Frequencies of LINE families and nucleotide composition analysis of redundant AG (r-AG) motif sequences in paired L1s
The features of LINEs, such as families, subfamilies, and length, were based on RepeatMasker annotations. To investigate the sequence homology (percentage identities and gaps) between the paired L1s, we aligned the paired L1s using the Basic Local Alignment Search Tool (BLAST) provided by NCBI. For nucleotide composition analyses, the r-AG motif sequences of paired L1s were aligned in the order of nucleotide positions using DNAMotifFinder, and then the base compositions of the r-AG motifs were manually compared.
Characterization of triplex formation by CD spectra and QCM analysis
For CD measurements, dsDNA and RNA oligomers (synthesized by GeneDesign) were separately dissolved in triplex-forming buffer (TFB, 10 mM Tris pH 7.5, 25 mM NaCl, and 10 mM MgCl2) at 2.2 μM for controls, and at 2.2 μM each for 1:1 mixed samples and equilibrated for 1 h at 30 °C, following the method of Mondal et al. . CD spectra were recorded on a Jasco J-820 spectropolarimeter using a 1-mm cuvette containing 200 μL of solution incubated at 25 °C at a scan rate of 50 nm/min, and averaged over an accumulation of four spectra. The ellipticity was converted to the mean residue molar ellipticity based on the concentration of nucleotides in the sample. For QCM analysis, biotinylated dsDNA and RNA oligomers (GeneDesign) were dissolved in TFB at 50 μM and 0.2–1.0 mM, respectively. QCM measurements were performed with an AFFINIX QNμ (ULVAC, Inc., Japan).

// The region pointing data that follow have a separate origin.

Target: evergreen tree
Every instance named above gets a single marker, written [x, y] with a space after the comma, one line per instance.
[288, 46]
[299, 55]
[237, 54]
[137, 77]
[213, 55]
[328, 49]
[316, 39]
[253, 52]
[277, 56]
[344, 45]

A gold-coated 27-MHz QCM plate mounted in a 500 μL-cell was washed twice by immersion in a 3:1 mixture of concentrated sulfuric acid (98%) and hydrogen peroxide solution (30%) for 5 min, followed by treatment with 100 μg/mL NeutrAvidin (Thermo Scientific) for 1 h at room temperature. Then, biotinylated dsDNAs were immobilized onto the QCM plate, followed by RNA injection. The frequency changes in response to dsDNA–RNA hybridization were monitored at 25 °C, and a kinetic parameter, dissociation constant (Kd), was calculated using AQUA computer software. As a control, RNAs were added in TFB solution without immobilized dsDNA. We repeated the measurement procedure twice or three times for each sample and used the representative value.
Theory and computational detail for MC simulation
To investigate how many binding sites cooperatively suppress the dissociation of RNA from DNA, we introduced a simple kinetic model. The model consists of N binding sites of RNA and the site i (1 ≤ i ≤ N) have a binding state (Bi) and dissociation state (Di). The rate constants of the transfer from Di to Bi and of the transfer from Bi to Di are denoted as kon and koff, respectively. As suggested in the experimental section of this paper and experiments of the bispecific antibody , when one site (j) binds to its target, the binding of another site (i) should be accelerated. This is mainly because the search space of site i is drastically decreased by the presence of linkers, which connect sites i and j, and thus site j plays a role of anchor. To represent this effect, we assume that the rate constant of the transfer from Di to Bi becomes Akon, when some sites are in the binding state. Here, A is the acceleration rate and is usually larger than the unity. Although the three-dimensional conformations affect the acceleration rate largely, it is very difficult to include this effect in the acceleration rate, which is beyond the purpose of this paper. Therefore, we consider A constant by ignoring the dependence of A on the detailed conformation. The dissociation of the RNA from DNA is defined as the state where all the binding states are in the dissociation state. When A = 1, the system loses the linker effect.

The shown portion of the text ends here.